The financially troubled Reserve Bank recently said it intended to extend the term of the bonds for six months pending the outcome of talks with the Ministry of Finance as to funding to redeem the debt instruments.
The central bank failed to pay for gold delivered to it by mining firms in 2007 and 2008, leading to the issuance of the negotiable bonds.
Blanket Mine, a subsidiary of Caledonia Mining Corporation, said it did not expect redemption of bonds with a face value of US$3.2 million.
Other companies and small-scale miners dependent on government payments for extracted gold have also been affected by the default.
Buletsi Nyathi, a member of the Youth in Mining Council of Zimbabwe, told VOA Studio 7 reporter Gibbs Dube that many mining operations will be crippled by the bank’s failure to repay the special bonds.
“This has an effect on our operations since some of us will fail to pay our workers and are in the process of looking for equipment to expand our operations,” Nyathi said.
Economist Godfrey Kanyenze of the Labor and Economic Development Research Institute of Zimbabwe said the central bank’s default on the bonds had dealt a major blow to the mining sector as it struggles to recover.
“The miners are paying the price since they cannot have access to foreign currency to conduct their businesses," Kanyenze said.
He said it remained to be seen how miners would deal with the RBZ in future as they are statutorily obliged sell the gold they have extracted to the bank.
Monday's development was only the latest crisis at the central bank.
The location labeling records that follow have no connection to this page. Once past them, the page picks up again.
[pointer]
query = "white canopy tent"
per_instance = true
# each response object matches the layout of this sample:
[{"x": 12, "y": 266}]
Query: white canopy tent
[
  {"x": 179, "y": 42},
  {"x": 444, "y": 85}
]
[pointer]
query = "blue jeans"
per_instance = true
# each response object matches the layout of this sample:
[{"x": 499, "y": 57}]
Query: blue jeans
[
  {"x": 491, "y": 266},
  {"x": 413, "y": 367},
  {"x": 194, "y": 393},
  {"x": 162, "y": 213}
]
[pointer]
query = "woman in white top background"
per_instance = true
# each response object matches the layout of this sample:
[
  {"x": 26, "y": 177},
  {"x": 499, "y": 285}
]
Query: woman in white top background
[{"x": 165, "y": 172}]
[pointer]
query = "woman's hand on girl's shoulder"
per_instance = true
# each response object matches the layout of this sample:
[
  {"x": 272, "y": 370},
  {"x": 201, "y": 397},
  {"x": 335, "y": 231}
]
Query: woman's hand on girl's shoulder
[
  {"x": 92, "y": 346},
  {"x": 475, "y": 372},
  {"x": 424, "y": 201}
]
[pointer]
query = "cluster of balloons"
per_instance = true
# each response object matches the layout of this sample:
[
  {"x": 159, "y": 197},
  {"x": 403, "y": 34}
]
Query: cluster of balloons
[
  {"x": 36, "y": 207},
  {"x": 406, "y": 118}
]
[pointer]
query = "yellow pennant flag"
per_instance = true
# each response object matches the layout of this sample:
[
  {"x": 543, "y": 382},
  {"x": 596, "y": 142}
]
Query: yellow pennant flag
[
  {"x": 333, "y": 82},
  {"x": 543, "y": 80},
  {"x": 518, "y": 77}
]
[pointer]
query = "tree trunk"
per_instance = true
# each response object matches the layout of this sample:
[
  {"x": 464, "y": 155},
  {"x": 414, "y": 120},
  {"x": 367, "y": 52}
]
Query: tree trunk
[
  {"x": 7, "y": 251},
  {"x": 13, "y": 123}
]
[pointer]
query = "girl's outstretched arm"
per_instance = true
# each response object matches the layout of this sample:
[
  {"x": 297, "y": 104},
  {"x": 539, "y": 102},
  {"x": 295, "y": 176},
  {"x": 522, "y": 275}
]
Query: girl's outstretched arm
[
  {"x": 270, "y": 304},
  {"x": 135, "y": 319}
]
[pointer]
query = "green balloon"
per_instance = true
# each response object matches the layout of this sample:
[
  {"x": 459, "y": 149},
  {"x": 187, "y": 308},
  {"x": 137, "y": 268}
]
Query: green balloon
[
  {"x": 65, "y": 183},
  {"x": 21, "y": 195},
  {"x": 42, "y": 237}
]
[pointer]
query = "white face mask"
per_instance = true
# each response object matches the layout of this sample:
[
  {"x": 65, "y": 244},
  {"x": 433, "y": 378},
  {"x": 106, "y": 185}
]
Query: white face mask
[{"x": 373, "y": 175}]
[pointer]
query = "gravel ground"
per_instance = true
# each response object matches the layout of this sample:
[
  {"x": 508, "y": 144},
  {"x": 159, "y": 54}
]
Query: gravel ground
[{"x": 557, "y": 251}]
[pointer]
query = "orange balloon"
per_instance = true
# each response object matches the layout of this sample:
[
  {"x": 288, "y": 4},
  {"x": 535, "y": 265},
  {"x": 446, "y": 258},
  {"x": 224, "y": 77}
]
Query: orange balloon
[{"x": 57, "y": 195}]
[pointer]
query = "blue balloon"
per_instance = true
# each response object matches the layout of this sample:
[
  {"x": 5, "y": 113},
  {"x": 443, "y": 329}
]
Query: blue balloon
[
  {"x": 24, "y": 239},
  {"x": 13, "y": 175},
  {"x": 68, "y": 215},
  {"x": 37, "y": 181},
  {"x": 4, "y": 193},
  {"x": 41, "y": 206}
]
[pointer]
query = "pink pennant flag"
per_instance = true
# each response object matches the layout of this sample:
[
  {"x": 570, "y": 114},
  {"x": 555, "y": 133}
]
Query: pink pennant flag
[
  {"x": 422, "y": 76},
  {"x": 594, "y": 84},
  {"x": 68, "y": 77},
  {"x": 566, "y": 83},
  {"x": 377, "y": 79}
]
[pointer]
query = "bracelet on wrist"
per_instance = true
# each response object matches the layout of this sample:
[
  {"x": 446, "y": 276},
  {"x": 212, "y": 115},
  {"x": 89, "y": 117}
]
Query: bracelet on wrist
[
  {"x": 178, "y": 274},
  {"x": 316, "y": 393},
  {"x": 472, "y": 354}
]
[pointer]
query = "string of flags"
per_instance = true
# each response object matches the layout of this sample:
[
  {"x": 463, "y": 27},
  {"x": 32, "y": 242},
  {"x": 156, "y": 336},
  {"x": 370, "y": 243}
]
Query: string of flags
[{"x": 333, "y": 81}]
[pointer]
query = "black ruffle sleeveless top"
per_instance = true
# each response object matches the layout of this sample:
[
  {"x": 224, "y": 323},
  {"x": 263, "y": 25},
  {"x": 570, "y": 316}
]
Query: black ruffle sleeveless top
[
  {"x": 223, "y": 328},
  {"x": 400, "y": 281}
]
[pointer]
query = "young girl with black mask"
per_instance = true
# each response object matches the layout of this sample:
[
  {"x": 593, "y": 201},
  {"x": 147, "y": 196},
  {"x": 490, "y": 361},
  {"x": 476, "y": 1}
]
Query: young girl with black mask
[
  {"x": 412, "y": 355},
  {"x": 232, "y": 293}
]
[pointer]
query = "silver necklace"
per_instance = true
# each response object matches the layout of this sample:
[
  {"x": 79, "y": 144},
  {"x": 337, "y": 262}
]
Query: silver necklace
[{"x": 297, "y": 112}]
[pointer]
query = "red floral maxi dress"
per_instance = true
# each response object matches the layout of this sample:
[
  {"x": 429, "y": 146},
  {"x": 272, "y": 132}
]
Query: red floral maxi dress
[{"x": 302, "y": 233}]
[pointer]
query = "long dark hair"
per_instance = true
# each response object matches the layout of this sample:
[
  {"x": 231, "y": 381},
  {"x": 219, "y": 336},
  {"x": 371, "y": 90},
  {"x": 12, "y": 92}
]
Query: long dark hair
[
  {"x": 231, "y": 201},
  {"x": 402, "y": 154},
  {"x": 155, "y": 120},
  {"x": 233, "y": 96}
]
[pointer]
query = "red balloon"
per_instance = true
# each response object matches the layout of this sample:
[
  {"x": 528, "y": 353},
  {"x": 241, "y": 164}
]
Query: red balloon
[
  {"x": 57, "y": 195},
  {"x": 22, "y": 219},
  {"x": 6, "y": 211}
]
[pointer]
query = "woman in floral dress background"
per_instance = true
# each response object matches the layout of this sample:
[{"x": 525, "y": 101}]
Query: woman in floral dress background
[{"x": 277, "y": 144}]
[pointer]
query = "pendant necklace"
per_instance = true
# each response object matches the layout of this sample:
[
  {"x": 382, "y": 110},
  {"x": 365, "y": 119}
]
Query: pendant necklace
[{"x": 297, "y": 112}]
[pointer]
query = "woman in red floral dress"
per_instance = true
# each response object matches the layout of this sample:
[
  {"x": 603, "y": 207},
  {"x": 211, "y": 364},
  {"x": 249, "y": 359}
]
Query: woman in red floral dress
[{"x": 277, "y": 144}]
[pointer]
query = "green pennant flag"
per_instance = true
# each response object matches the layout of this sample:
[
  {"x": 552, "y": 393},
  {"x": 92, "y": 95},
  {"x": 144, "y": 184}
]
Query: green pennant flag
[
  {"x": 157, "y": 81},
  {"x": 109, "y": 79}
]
The Office of the Sheriff recently attached five buildings belonging to the bank against US$2.1 million in payments owed to Farmtec Supplies and Implements for 60 tractors it delivered to the bank for a farm support program under the former government of President Robert Mugabe.
Financial sources have told VOA that the central bank is insolvent and could collapse unless it is bailed out by the Finance Ministry. But the Movement for Democratic Change formation of Prime Minister Morgan Tsvangirai, whose secretary general is Tendai Biti, the minister of finance, has long been demanding the removal of Reserve Bank Governor Gideon Gono.